A lavishly presented tasting menu of excerpts from eighteenth-century libertine literature, expertly paired with delectable period artworks.
“That which both sexes then called ‘love’ was a kind of commerce that they entered into, often without inclination, where convenience was always preferred to sympathy, interest to pleasure, and vice to feeling.” Thus did one novelist describe the spirit that pervaded the twilight years of the Ancien Régime, the heyday of the libertine. Today this word typically evokes the excesses of a Sade or the cruel manipulations of Dangerous Liaisons, but the game of love, as the jaded French aristocracy played it, was most often characterized by a refinement of speech and manner, a taste for nuance over forthright assertion that finds its counterpart in the paintings of Fragonard and the operas of Mozart. The amours of the libertine also colored the intellectual life of the time, figuring into the great debates about natural instinct versus social institutions, and the proper limits of personal freedom.
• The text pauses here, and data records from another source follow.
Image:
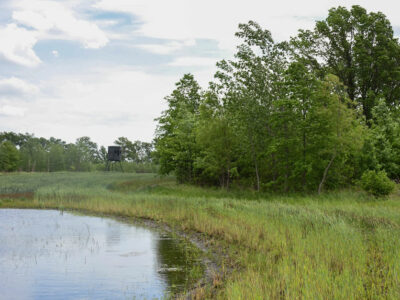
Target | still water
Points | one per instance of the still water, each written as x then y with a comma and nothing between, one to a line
47,254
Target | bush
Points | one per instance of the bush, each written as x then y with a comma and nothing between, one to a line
377,183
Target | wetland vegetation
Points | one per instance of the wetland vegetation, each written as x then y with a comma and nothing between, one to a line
339,245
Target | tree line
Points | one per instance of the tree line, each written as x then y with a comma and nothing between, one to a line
311,113
25,152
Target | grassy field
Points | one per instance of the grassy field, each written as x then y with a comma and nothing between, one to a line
341,245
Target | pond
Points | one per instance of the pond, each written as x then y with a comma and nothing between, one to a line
48,254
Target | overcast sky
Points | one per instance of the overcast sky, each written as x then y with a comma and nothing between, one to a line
101,68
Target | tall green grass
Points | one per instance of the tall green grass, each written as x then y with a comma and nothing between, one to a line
341,245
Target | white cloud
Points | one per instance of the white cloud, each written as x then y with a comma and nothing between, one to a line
167,48
193,61
17,45
103,103
12,111
218,20
56,20
41,19
17,87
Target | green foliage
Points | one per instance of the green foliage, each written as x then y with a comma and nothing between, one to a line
175,137
358,47
9,157
339,245
377,183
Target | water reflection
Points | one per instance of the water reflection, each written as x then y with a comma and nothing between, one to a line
48,255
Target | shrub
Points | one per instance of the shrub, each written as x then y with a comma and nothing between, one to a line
377,183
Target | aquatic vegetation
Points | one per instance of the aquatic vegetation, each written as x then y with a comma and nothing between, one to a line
339,245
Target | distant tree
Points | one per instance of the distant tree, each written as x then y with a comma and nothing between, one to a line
359,48
175,142
9,157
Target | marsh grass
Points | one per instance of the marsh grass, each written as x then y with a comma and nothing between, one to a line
341,245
This sumptuous volume re-creates the milieu of the libertine in all its lively decadence, bringing together more than eighty brief selections from eighteenth-century French literature, grouped into eight broad themes—including tales of seduction, fantasies of exotic lands, and the discoveries of youth—and introduced by an eminent French scholar. These pieces, which encompass fiction, drama, verse, essays, and letters, are the work of nearly sixty writers, some familiar to Anglophone readers—such as Voltaire, Rousseau, Diderot, and yes, the Marquis de Sade—and some much less so; indeed, many of the selections are hitherto untranslated. Each excerpt is accompanied by splendid reproductions of period artworks, many rarely seen, by Watteau, Boucher, Fragonard, and numerous others, that echo and heighten the mood of the texts.
Racy, thought-provoking, and a treat for the eyes, The Libertine is the perfect gift for litterateurs, art lovers, roués, and coquettes.